Pour montrer qu'une matrice est inversible, on peut montrer qu'elle est le produit de matrices inversibles. On peut aussi montrer que son déterminant est non nul.

Aide à la lecture

Remarquer que les matrices considérées sont à coefficients dans \(\mathbb C\) et que les matrices \(A\) et \(B\) n'ont pas de valeur propre commune.

Solution détaillée
  1. La matrice \(A\) étant à coefficients complexes, son polynôme caractéristique \(P_{\textrm{car},A}\) est scindé et s'écrit sous la forme d'un produit de facteurs du premier degré, non nécessairement tous distincts :

    \(P_{\textrm{car},A}(X)=(-1)^n(X-\lambda_1)(X-\lambda_2)\cdots(X-\lambda_n)\),

    où les \(\lambda_l\), \(1\le l\le n\), sont des nombres complexes ; ce sont les valeurs propres de \(A\).

    Donc la matrice \(P_{\textrm{car},A}(B)\) s'écrit :

    \(P_{\textrm{car},A}(B)=(-1)^n(B-\lambda_1I_n)(B-\lambda_2I_n)\cdots(B-\lambda_nI_n)\),

    \(I_n\) désigne la matrice unité de \(M_n(\mathbb C)\).

    Comme les nombres \(\lambda_l\), \(1\le l\le n\), ne sont pas valeurs propres de \(B\), chaque matrice \((B-\lambda_lI_n)\) est inversible.
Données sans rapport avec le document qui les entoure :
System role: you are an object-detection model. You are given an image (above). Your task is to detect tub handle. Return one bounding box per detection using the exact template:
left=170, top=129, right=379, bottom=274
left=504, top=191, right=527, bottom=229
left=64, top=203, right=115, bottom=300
En effet on a les relations :

    \(\textrm{det }(B-\lambda_lI_n)=P_{\textrm{car},B}(\lambda_l)\) et \(P_{\textrm{car},B}(\lambda_l)\ne0\),

    (puisque les racines du polynôme caractéristique de \(B\), noté \(P_{\textrm{car},B}\), sont les valeurs propres de \(B\)), donc \(\textrm{det }(B-\lambda_lI_n)\ne0\).

    Comme le produit de matrices inversibles est aussi inversible, on en déduit que la matrice \(P_{\textrm{car},A}(B)\) est inversible.

    • Autre méthode :

      Les polynômes P_{\textrm{car},A} et \(P_{\textrm{car},B}\) de \(\mathbb C[X]\), n'ayant aucune racine commune, sont premiers entre eux. Par conséquent il existe deux polynômes \(R\) et \(S\) de \(\mathbb C[X]\) tels qu'on ait l'identité de Bézout : \(P_{\textrm{car},A}R+P_{\textrm{car},B}Q=1\).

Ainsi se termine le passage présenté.